Using accelerated molecular dynamics simulation to shed light on the mechanism of activation/deactivation upon mutations for CCR5.

In this work, accelerated molecular dynamics (aMD) simulations were used to study different effects of G286F and R126 mutations on the activity of CCR5. Potential of Mean Force (PMF) results indicate that there are stable inactive-like states and active-like ones existing in the conformation space of the wild type (WT), confirming that CCR5 could possess to some extent constitutive activity.

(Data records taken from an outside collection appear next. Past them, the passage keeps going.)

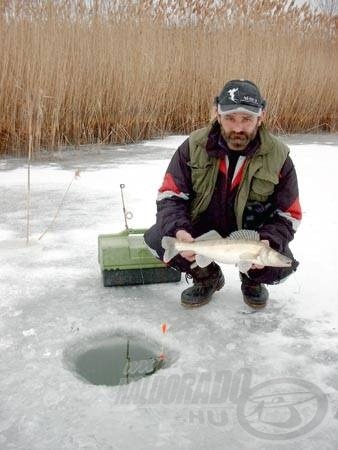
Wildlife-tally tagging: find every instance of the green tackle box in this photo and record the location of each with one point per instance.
(125, 260)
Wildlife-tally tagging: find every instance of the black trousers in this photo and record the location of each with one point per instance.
(267, 275)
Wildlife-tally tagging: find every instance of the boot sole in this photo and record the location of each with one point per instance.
(204, 302)
(254, 305)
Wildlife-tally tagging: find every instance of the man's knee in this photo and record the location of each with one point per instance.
(153, 238)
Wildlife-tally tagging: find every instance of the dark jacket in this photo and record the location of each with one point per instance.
(275, 219)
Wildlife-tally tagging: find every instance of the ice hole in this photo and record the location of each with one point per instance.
(115, 360)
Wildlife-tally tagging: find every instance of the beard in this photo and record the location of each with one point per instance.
(239, 141)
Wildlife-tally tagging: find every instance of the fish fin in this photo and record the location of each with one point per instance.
(246, 235)
(203, 261)
(208, 236)
(244, 266)
(168, 243)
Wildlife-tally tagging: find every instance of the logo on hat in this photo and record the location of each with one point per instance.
(231, 93)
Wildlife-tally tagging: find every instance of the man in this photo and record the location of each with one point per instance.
(230, 175)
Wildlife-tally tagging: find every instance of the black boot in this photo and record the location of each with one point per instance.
(206, 281)
(254, 294)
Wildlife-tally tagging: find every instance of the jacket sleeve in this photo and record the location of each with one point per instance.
(174, 195)
(280, 227)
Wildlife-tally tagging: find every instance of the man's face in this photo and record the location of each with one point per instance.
(238, 129)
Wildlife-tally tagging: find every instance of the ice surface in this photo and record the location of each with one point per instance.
(52, 297)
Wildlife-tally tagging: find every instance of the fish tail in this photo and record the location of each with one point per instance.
(168, 243)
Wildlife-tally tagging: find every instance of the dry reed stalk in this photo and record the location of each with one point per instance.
(120, 71)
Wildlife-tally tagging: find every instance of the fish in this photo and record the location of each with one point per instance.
(242, 248)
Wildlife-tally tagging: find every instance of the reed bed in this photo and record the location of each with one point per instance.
(105, 71)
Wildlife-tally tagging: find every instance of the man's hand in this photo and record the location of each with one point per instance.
(259, 266)
(184, 236)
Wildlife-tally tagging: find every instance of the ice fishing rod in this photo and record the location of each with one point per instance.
(128, 215)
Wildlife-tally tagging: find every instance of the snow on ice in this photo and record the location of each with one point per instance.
(52, 297)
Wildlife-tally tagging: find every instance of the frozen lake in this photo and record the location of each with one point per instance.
(235, 379)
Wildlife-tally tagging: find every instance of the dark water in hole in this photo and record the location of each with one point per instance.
(117, 357)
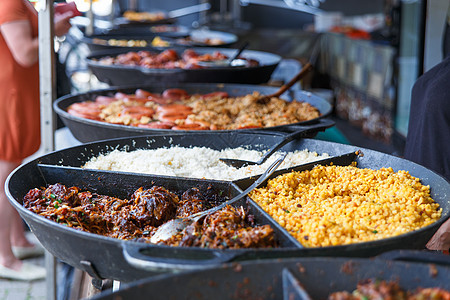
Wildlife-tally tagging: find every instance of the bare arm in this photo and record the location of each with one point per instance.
(23, 46)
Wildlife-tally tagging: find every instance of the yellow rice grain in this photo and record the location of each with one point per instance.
(335, 205)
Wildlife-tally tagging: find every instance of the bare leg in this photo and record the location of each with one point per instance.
(7, 258)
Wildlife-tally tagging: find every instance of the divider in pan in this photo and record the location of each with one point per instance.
(86, 130)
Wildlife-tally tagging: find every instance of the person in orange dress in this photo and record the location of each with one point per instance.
(19, 121)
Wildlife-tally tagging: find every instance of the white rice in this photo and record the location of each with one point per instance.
(195, 162)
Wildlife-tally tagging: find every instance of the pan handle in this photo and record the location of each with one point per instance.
(172, 259)
(311, 128)
(423, 256)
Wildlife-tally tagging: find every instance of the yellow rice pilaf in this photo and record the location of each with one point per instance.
(334, 205)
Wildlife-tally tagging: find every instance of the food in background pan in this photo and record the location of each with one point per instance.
(121, 42)
(144, 16)
(183, 162)
(165, 28)
(381, 289)
(169, 59)
(336, 205)
(176, 109)
(138, 218)
(157, 42)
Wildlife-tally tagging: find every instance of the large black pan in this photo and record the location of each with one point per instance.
(279, 279)
(100, 42)
(86, 130)
(126, 260)
(119, 75)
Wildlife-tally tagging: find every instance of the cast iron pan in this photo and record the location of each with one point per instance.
(86, 130)
(119, 75)
(126, 261)
(284, 279)
(99, 42)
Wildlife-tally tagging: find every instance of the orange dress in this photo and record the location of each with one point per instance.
(19, 91)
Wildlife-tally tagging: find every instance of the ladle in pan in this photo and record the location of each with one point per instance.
(170, 228)
(238, 163)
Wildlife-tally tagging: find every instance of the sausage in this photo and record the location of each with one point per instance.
(175, 94)
(158, 125)
(160, 100)
(220, 95)
(88, 110)
(138, 111)
(104, 100)
(85, 115)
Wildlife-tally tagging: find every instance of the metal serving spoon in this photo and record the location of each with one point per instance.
(230, 62)
(321, 126)
(170, 228)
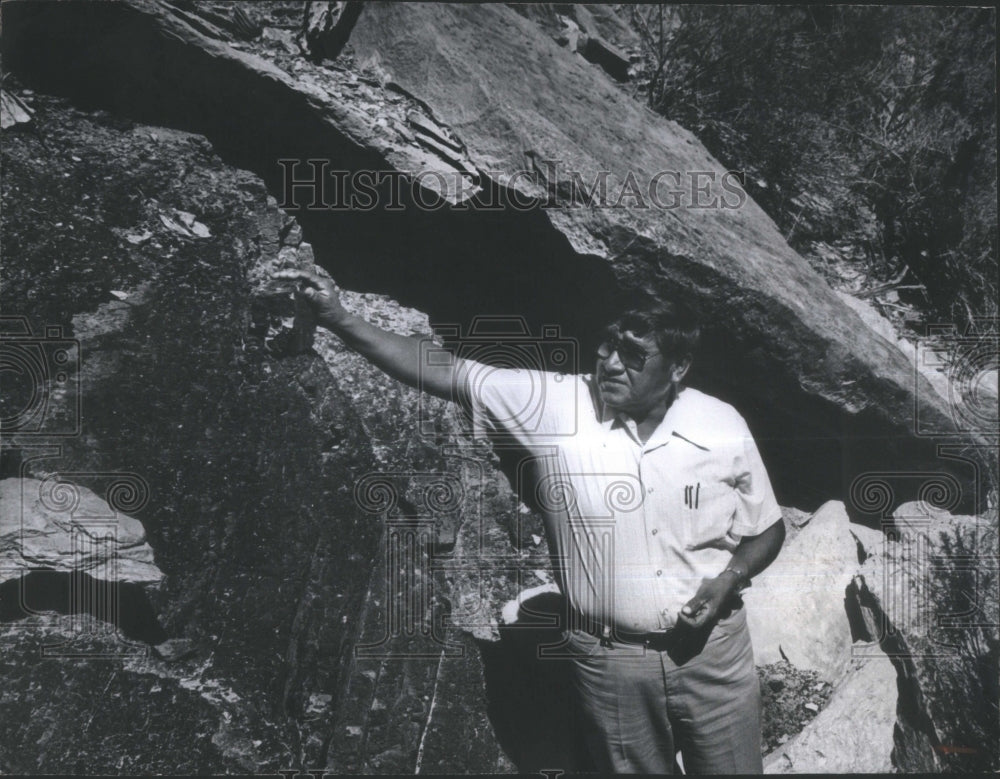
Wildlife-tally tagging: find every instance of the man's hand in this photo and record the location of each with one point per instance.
(705, 606)
(321, 294)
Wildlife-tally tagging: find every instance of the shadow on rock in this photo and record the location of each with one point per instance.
(531, 701)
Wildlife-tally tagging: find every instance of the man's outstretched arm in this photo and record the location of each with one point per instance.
(397, 355)
(752, 556)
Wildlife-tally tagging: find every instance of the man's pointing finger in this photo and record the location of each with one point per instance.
(318, 284)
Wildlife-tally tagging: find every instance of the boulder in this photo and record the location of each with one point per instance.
(475, 103)
(61, 526)
(795, 608)
(853, 733)
(930, 598)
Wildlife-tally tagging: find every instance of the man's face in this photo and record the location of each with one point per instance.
(634, 377)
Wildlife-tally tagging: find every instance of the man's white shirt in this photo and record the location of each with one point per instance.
(632, 527)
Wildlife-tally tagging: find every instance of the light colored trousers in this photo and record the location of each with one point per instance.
(641, 706)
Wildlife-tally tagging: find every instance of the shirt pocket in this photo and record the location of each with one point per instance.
(708, 511)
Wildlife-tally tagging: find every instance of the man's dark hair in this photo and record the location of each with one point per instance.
(675, 325)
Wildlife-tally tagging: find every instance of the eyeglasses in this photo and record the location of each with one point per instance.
(632, 356)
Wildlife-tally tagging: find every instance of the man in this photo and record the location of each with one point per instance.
(658, 510)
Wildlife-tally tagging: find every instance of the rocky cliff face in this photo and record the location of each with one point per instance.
(335, 548)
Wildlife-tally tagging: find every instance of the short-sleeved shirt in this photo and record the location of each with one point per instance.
(633, 527)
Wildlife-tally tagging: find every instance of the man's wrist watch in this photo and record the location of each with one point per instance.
(742, 580)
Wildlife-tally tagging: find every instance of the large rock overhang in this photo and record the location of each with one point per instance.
(828, 399)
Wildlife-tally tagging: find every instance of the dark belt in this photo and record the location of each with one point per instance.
(660, 641)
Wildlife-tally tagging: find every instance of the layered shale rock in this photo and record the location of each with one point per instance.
(483, 104)
(930, 598)
(59, 526)
(795, 609)
(336, 547)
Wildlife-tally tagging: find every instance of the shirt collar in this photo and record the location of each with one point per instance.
(609, 419)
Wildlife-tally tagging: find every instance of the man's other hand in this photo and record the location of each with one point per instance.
(321, 294)
(705, 606)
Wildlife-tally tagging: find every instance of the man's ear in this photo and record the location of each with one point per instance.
(680, 368)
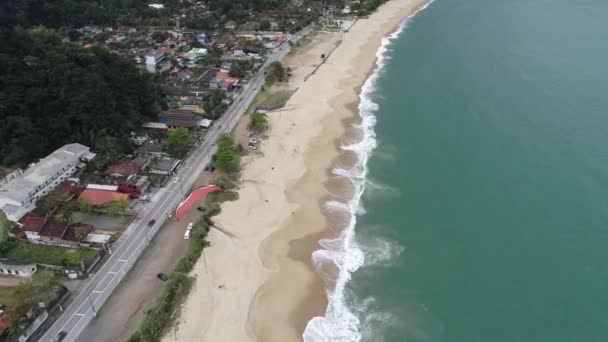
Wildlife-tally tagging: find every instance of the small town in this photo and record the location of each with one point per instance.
(67, 215)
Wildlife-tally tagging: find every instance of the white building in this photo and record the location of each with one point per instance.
(19, 195)
(195, 55)
(19, 270)
(153, 58)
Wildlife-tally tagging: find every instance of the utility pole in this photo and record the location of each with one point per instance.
(92, 306)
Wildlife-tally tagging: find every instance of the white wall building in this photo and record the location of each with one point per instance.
(19, 195)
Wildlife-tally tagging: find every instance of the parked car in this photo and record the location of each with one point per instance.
(60, 336)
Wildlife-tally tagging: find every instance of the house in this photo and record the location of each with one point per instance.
(134, 185)
(17, 269)
(178, 118)
(153, 57)
(156, 126)
(139, 138)
(165, 166)
(124, 169)
(45, 231)
(250, 49)
(230, 25)
(152, 148)
(202, 38)
(238, 51)
(97, 197)
(19, 195)
(195, 55)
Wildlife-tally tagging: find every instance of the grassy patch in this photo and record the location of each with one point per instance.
(20, 251)
(164, 310)
(303, 43)
(6, 295)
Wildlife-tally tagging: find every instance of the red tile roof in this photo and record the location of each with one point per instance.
(100, 197)
(122, 169)
(33, 224)
(5, 322)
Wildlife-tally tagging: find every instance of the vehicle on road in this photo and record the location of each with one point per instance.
(60, 336)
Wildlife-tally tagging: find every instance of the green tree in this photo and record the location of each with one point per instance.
(159, 37)
(116, 207)
(259, 121)
(213, 101)
(178, 142)
(80, 233)
(276, 73)
(264, 25)
(228, 160)
(66, 211)
(225, 141)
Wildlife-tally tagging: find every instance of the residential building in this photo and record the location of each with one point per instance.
(97, 197)
(124, 169)
(179, 118)
(19, 195)
(195, 55)
(16, 269)
(40, 230)
(134, 185)
(164, 166)
(230, 25)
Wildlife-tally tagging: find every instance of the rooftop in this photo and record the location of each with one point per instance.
(101, 197)
(48, 167)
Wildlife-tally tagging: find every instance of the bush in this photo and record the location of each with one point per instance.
(158, 319)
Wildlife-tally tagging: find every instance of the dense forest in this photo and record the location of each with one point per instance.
(78, 13)
(53, 93)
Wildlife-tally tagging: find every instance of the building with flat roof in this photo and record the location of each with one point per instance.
(19, 195)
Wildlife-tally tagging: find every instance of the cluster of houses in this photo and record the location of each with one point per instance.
(192, 62)
(22, 193)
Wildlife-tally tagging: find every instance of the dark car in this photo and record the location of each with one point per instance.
(60, 336)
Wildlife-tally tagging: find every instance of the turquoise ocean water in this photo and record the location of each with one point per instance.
(485, 211)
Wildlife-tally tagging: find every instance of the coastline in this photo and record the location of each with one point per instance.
(261, 284)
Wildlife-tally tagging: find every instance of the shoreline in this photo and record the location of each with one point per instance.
(262, 284)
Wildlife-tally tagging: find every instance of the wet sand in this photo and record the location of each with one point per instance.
(260, 285)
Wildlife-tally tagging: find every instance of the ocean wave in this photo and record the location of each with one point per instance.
(340, 323)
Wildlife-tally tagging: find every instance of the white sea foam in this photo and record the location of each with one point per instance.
(340, 324)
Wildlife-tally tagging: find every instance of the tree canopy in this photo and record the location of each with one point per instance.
(53, 93)
(178, 142)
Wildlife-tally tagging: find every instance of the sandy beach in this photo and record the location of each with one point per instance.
(260, 285)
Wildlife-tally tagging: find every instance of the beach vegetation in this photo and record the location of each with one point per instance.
(28, 253)
(258, 122)
(276, 73)
(166, 306)
(179, 141)
(228, 160)
(66, 93)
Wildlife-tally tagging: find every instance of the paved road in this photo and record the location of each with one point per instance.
(99, 287)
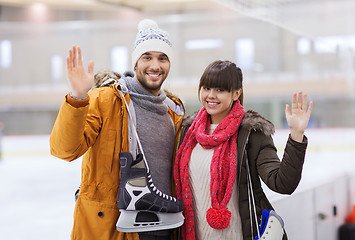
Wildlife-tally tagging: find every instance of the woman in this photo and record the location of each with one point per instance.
(210, 168)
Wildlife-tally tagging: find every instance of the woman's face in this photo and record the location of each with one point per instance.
(218, 102)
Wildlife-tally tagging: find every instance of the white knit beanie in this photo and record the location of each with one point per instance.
(150, 38)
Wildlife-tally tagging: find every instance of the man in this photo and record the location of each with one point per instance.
(96, 124)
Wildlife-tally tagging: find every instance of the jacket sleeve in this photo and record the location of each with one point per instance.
(76, 127)
(280, 176)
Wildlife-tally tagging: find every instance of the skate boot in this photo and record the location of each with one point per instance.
(142, 206)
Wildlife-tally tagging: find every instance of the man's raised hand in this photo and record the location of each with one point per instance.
(80, 80)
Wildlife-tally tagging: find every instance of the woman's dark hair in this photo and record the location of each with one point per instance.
(222, 74)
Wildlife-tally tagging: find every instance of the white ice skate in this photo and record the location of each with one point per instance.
(142, 206)
(271, 227)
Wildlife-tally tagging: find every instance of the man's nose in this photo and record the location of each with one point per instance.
(154, 64)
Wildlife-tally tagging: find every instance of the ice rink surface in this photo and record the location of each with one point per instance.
(37, 189)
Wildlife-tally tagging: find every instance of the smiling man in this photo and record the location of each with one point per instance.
(97, 124)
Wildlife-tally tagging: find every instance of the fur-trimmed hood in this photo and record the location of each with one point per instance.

But the R126N mutation could constrain CCR5 in the inactive state through influencing the TXP motif and limiting the movements of TM5 and TM6. In contrast, the G286F mutation promotes the activity of the receptor by increasing the distance of TM2-TM6 and the flexibility of the intracellular part of TM5 and changing the H-bonding in the TXP motif. The observations from the cross correlation analysis further show that the R126N mutation dramatically reduces the motion correlations between TMs, which should partly contribute to the deactivation of CCR5. Compared with the WT system, TM6 and TM7 in the G286F mutant are loosely correlated with other regions, which should be conducive to drive the movement of TM6 and TM7 toward the active conformation. In addition, the result from the protein structure network (PSN) analysis reveals that the shortest pathways connecting the extracellular and the intracellular domains are highly conserved in the three systems despite the different mutations, in which the hydrogen bond plays a pivotal role. However, the G286F mutation shortens the lifetime of the pathway with respect to the R126N mutation, which may be associated with the different activities of the two mutants. The pathway connecting the ligand-binding site and the G-protein region reveals that the allosteric communication between TM6 and TM7 is enhanced by the R126N mutation while the G286F mutation induces the activation of the G-protein pocket by arousing more residues in the NPxxY region to participate in the pathway.